2006 William Hunter - William Hunter entered the field of contemporary wood sculpture in its formative stages in the early 1970’s. His early forms in wood exploited the material’s rich expressive potential and advanced a new direction for the entire field of contemporary wood sculpture. Through the years since, he has led the field as the medium evolved from its foundations in traditional wood turning practices to its emergence as a vehicle for artistic invention. Today, Bill is considered among the foremost artist leaders and visionaries in this important field.

2007 Robyn Horn - CWA honors Robyn as an innovative wood artist and as a founder of CWA. Robyn also is recognized as a national leader in the promotion and support of craft art in all media.
Robyn has been collecting and making art simultaneously for over 25 years, and her work is represented in museums around the country, including the Museum of Fine Arts in Boston, the Museum of Art + Design in New York and the Museum of Fine Arts in Houston. She is on advisory commmittees for the Wharton Esherick Museum and the San Francisco Museum of Craft + Design. She is a member of the Arkansas Arts Center Foundation Board and received the McColl Award from the Founder’s Circle of the Mint Museum of Craft + Design in 2007 and the Honorary Lifetime Membership Award from the American Association of Woodturners in 2000.







Arthur Mason, Robyn Horn, Pat McCauley


2009 - Arthur and Jane Mason - Jane Mason is an artist and has exhibited her paintings and drawings at the Cosmos Club in DC, the Bethesda Public Library as well as the Corcoran Gallery. She is also a ceramic artist and has done several commissions. She taught art to adults and children for almost 20 years and ran a computer consulting business for 14 years. She is a continuing volunteer for the Smithsonian Women’s Committee and has served on the Board of the James Renwick Alliance, the Board of Visitors of the Lamar Dodd School of Art at the University of Georgia, the CWA board, and she chaired the Smithsonian Craft Show in 1996. 

Arthur served in the military aboard a destroyer in the Pacific from 1944-1946. He went to Harvard and Columbia Law School and practiced law until 1999 when he retired.
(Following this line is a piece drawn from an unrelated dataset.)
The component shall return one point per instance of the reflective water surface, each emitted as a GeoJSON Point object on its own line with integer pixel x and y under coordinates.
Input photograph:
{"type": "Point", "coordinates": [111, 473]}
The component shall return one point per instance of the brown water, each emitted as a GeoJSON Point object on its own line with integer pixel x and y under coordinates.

He has served on the board of the Renwick Alliance, the Woodturning Center, the CWA, the American Craft Council, and the Mint Museum of Craft + Design. Jane and Arthur have received the McColl Award for Lifetime Achievement to the Mint Museum of Craft + Design in 2003 and were selected as Honorary Lifetime Members of the AAW in 2004. 

Arthur and Jane are as committed to the field of wood as anyone could be. They have hosted artists in their homes, they have supported exhibitions and catalogues, and they have contributed to museums and helped them raise funds. They have amassed one of the finest collections of turned wood in the country and they continue to show a real passion for the artists who make the work.